Folds According to Layer Arrangement

  • Anticline: The oldest layers are located in the core, and the most modern ones are on the outside. They are A-shaped.
  • Syncline: The most modern materials are located in the core. They are V-shaped.
  • Monoclinal or Knee Fold: Folds that have only one side; an inflection in the layers.
  • Symmetrical Fold: The axial plane is vertical, and the two limbs are symmetrical.
  • Asymmetrical Fold: The two limbs have different inclinations.

Folds According to Their Axial Plane

  • Open Fold: The axial plane is vertical.
  • Overfold: The axial plane forms an angle of less than 45ยบ with the vertical.
  • Recumbent Fold: The axial plane is almost horizontal.

Faults: Definition and Types

Faults are fragile deformations that occur when rocks cannot absorb the stresses to which they are subjected.

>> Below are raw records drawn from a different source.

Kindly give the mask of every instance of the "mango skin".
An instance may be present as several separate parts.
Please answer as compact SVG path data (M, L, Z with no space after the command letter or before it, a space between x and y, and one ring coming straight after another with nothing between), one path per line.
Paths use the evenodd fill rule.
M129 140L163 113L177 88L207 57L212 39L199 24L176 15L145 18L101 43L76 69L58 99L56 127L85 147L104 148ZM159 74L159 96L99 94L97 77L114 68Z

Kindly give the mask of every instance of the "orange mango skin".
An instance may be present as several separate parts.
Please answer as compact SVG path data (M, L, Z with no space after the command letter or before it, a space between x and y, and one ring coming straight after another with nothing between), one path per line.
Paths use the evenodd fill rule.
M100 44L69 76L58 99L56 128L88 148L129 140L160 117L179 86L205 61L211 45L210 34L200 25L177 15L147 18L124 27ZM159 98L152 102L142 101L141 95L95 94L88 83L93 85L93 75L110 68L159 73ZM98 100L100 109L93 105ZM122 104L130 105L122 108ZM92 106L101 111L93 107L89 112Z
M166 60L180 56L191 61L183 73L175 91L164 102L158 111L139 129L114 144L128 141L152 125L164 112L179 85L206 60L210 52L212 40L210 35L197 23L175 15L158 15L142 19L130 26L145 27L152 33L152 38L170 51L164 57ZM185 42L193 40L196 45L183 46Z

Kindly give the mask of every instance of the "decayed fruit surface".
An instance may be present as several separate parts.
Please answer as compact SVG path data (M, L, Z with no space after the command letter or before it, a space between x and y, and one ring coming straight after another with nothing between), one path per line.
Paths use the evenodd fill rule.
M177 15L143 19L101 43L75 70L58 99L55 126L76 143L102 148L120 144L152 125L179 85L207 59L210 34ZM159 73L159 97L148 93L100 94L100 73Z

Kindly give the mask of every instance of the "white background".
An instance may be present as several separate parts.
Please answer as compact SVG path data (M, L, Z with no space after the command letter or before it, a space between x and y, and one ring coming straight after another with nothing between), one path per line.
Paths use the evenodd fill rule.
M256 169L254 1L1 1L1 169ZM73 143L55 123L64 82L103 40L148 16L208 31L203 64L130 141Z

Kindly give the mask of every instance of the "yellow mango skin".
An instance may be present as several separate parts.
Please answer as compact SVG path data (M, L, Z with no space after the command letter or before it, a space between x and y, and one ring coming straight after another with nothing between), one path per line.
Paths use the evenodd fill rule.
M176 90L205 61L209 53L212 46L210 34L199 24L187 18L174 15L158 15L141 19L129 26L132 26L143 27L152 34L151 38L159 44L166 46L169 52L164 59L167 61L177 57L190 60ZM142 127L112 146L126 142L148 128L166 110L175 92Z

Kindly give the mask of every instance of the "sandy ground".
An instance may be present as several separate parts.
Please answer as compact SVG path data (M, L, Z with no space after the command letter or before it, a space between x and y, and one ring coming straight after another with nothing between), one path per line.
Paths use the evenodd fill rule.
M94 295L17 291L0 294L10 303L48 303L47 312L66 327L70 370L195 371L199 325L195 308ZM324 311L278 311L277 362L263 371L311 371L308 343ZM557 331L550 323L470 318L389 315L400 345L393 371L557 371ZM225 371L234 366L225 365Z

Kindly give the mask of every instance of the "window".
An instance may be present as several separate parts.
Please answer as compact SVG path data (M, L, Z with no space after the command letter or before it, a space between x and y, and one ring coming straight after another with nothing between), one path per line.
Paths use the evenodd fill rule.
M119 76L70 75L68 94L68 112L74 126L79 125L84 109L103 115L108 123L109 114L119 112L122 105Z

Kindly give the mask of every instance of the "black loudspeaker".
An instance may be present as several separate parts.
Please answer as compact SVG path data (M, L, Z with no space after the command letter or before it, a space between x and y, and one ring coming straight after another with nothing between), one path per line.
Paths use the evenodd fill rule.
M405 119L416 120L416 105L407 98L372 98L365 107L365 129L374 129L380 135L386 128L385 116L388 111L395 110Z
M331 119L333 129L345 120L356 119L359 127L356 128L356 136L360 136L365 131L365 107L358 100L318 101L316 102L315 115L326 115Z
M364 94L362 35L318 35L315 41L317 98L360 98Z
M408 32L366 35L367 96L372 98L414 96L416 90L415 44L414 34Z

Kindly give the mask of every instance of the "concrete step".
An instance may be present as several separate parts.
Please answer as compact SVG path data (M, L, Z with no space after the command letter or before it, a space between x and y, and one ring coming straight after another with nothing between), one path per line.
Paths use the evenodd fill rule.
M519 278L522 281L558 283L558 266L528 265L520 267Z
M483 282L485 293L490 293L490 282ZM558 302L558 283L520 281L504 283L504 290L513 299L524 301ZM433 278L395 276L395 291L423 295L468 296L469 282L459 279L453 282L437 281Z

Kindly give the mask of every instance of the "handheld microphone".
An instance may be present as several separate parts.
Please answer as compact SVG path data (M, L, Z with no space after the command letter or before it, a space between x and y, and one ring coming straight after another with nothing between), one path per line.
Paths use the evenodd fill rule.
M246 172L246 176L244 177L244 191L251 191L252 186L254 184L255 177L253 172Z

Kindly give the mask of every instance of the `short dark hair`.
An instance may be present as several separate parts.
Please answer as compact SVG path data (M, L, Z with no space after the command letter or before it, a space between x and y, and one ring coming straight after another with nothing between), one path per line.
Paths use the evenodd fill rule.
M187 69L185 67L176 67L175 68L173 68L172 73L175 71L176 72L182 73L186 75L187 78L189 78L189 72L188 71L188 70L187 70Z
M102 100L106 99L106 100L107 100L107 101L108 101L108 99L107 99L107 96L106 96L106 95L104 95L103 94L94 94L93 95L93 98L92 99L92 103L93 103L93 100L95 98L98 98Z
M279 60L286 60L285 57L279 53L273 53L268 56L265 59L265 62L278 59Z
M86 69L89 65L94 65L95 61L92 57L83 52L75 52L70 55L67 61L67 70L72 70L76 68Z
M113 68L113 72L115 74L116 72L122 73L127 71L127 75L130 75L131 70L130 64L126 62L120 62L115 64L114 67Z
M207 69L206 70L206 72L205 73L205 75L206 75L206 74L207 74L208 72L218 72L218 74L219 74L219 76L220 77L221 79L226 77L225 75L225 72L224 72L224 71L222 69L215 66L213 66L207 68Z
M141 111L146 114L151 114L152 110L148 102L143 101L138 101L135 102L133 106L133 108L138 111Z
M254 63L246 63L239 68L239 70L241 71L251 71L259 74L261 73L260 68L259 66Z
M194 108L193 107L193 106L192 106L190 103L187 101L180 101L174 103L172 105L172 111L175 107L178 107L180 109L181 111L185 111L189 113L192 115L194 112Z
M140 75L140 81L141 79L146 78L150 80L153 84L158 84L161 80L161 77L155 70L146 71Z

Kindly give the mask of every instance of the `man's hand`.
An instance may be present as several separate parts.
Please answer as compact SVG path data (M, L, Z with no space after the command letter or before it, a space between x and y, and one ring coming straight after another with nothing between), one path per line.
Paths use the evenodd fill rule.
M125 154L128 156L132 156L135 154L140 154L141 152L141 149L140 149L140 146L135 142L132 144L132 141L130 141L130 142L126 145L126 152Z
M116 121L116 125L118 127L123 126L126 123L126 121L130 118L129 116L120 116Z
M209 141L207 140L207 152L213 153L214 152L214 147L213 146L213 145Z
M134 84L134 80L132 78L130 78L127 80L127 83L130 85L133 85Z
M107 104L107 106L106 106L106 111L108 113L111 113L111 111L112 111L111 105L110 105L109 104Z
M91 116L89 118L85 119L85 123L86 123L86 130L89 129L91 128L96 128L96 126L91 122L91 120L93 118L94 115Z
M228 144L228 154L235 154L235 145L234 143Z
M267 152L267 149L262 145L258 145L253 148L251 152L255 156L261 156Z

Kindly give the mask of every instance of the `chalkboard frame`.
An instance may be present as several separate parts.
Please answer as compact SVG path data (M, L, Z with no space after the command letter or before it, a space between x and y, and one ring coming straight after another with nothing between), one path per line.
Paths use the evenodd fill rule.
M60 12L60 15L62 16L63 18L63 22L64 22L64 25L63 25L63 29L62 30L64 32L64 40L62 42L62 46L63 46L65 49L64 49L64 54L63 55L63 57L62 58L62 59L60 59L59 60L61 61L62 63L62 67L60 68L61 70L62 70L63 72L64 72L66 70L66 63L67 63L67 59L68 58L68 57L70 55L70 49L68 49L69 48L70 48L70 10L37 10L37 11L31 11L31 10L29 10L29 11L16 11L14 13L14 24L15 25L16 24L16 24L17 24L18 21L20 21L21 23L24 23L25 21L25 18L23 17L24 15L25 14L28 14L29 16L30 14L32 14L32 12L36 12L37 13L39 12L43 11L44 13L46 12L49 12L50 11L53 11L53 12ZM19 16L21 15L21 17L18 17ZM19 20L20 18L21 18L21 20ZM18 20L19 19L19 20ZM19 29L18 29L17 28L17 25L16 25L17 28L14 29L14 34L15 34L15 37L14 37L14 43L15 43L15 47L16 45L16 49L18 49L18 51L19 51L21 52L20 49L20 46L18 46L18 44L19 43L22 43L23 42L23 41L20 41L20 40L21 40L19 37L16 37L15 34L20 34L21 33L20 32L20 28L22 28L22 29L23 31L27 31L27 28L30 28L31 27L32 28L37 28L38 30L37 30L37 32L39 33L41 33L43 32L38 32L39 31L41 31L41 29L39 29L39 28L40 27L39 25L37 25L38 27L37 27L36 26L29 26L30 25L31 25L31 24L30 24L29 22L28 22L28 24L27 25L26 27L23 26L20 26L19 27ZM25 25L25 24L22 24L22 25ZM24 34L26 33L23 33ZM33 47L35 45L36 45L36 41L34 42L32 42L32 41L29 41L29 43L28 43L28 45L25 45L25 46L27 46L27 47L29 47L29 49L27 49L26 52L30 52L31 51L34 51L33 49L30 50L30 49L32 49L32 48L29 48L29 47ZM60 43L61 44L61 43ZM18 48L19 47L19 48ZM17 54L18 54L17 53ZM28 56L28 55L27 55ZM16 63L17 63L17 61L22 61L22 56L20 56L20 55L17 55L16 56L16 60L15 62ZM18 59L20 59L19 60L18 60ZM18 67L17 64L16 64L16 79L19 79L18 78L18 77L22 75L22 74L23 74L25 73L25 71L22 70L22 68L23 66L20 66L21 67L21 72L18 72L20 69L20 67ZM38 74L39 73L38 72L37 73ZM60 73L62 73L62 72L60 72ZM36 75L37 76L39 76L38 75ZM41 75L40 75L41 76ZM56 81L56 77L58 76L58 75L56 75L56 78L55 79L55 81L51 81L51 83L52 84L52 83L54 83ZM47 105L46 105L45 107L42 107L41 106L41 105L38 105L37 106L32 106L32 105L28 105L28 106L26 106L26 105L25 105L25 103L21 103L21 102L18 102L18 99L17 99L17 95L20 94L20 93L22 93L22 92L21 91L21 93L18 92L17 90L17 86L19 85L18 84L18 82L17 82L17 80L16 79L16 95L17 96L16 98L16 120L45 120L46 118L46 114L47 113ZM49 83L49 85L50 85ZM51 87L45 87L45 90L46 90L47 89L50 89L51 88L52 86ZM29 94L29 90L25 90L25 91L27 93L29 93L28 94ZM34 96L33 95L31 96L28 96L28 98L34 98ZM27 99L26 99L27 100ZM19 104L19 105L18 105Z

Stresses can be compressive, distensive, or shear.

Geometric Elements of Faults

  • Blocks or Fault Walls: The two portions of rock separated by the fault plane. If the fault plane is not vertical, a distinction is made between a footwall and a hanging wall.
  • Fault Plane: The plane of rupture along which the blocks move. It can be vertical, horizontal, or inclined.
  • Fault Scarp: The distance one block has moved from the other. It can be measured laterally, horizontally, or vertically.

Types of Faults

  • Normal or Direct Fault: The hanging wall is the sunken block.
  • Reverse Fault: The hanging wall coincides with the raised block. It occurs due to compressive stresses, decreasing the surface area.
  • Strike-Slip Fault: Caused by shear forces.

Faults, like folds, are usually associated with others, causing associations or systems of faults.

Determining the Age of the Earth

Humanity has always wondered about the Earth’s age. Early attempts to calculate it were based on observations of nature and the firmament, along with the religious beliefs of the time. In 1896, Becquerel discovered radioactivity. In 1903, the Curie couple discovered that radioactive elements gave off heat, providing the source of energy that heated the Earth’s interior. This discovery was fundamental for accurately calculating the Earth’s age.

Dating Methods

Events or materials can be dated in two ways:

  • Relative Dating: Ordering rocks, fossils, or events from oldest to most modern, without specifying their age.
  • Absolute Dating: Assigning a date to materials or events, specifying their age in years.

Principles in Relative Dating

  • Fossils, in principle, are of the same age as the strata in which they are found. Strata containing the same type of fossil were deposited at the same time. If we know the relative age of the fossil, we can know the age of the stratum that contains it, even if it is in another place.
  • Principle of cross-cutting relationships.
  • Uniformitarian Principle: The natural processes that acted in the past are the same as those acting in the present, and with the same intensity.
  • Actualism Principle: “The present is the key to the past.”